We kunnen niet verwachten dat er wetenschappelijk onderzoek gedaan zal worden naar de stabiliteit en de duur van homohuwelijken. Dat wordt niet meer geduld in onze samenleving. Ik herinner mij een televisiegesprek met iemand, die de homowereld de rug had toegekeerd, en uit eigen ervaring wist hoe kort homorelaties duren. Hij kende heel veel mensen in die wereld, maar wist van geen enkele stabiele en langdurige relatie, hoezeer ook verwezen wordt naar bepaalde mensen, die daarvoor het bewijs zouden moeten leveren. Wat de overheid heeft gedaan met de instelling van het zogenaamde homohuwelijk is de bouwsteen van de samenleving, namelijk huwelijk en gezin, aanzienlijk verzwakken. Daarmee is een onomkeerbaar proces van afbraak van de samenleving in gang gezet met onvoorstelbaar griezelige consequenties. In het onderwijs zullen steeds vaker christelijke opvattingen over het huwelijk, gebaseerd op Gods geboden, als ontoelaatbare discriminatie worden bestempeld en zal er haat worden gecreëerd tegen het christelijk geloof. We zien deze ontwikkeling reeds in gang gezet in heel onze Westerse wereld. We zullen oogsten wat we hebben gezaaid: een samenleving die Gods geboden heeft afgewezen ten gunste een absolute vrijheid van het menselijk individu, dat zijn oriëntatie slechts vindt in zichzelf. Die prijs is zeer hoog, ook voor datzelfde menselijke individu. Want absolute vrijheid, zonder de grenzen van de verantwoordelijkheid voor zichzelf en voor anderen, leidt tot zelfvernietiging. Dat geldt ook op het gebied van seksualiteit. Men heeft seksualiteit verlaagd tot een consumptieartikel en tot entertainment. Men spreekt er nu schande van dat er overal in ons land al jarenlang pornofeesten blijken te worden georganiseerd.

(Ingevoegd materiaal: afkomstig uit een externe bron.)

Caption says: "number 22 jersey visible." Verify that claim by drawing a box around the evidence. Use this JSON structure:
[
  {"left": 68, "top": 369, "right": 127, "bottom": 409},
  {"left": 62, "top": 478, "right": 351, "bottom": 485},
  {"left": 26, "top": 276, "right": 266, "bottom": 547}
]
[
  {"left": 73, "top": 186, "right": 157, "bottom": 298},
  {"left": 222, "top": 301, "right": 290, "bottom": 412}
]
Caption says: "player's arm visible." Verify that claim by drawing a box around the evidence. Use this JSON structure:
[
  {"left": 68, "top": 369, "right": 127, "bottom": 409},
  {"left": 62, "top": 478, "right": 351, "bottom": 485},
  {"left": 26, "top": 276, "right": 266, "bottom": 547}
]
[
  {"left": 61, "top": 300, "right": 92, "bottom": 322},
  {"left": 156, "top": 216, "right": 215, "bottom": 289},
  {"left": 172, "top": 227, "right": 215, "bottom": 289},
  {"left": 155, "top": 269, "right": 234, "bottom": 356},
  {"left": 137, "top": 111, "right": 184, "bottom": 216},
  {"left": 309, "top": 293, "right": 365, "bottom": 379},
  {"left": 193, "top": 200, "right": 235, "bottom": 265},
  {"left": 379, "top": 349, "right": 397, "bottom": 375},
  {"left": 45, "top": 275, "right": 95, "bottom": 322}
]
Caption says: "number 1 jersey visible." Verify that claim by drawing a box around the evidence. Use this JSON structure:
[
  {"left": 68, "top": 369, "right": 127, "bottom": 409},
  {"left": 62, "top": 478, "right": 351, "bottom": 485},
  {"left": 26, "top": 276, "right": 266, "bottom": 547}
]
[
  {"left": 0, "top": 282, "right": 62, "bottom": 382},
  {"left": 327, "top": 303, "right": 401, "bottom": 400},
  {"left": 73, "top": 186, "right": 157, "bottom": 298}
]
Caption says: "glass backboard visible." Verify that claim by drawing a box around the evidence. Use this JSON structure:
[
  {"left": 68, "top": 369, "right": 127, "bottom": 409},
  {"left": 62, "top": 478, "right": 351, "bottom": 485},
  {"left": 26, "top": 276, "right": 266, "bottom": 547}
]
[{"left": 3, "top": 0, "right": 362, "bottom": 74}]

Maar wie de absolute vrijheid claimt van het menselijk individu, heeft geen recht van spreken meer om die vrijheid te willen beperken en wettelijk te reguleren.

Alle remmen zijn dan los, omdat de mens zichzelf tot norm van alle dingen heeft verkozen. Er bestaan geen normen van buitenaf, zeggen ze. Wie anders beweert deugt niet, zeggen de links-liberale goeroes in krantencolumns, opiniebladen en talkshows. Maar de mens zelf wordt eenzaam achtergelaten in de jungle van wetteloosheid en normloosheid, naarstig op zoek naar het verloren levensgeluk, naar geborgenheid en liefde. Maar in een normloze en intolerante samenleving is dat niet meer te vinden.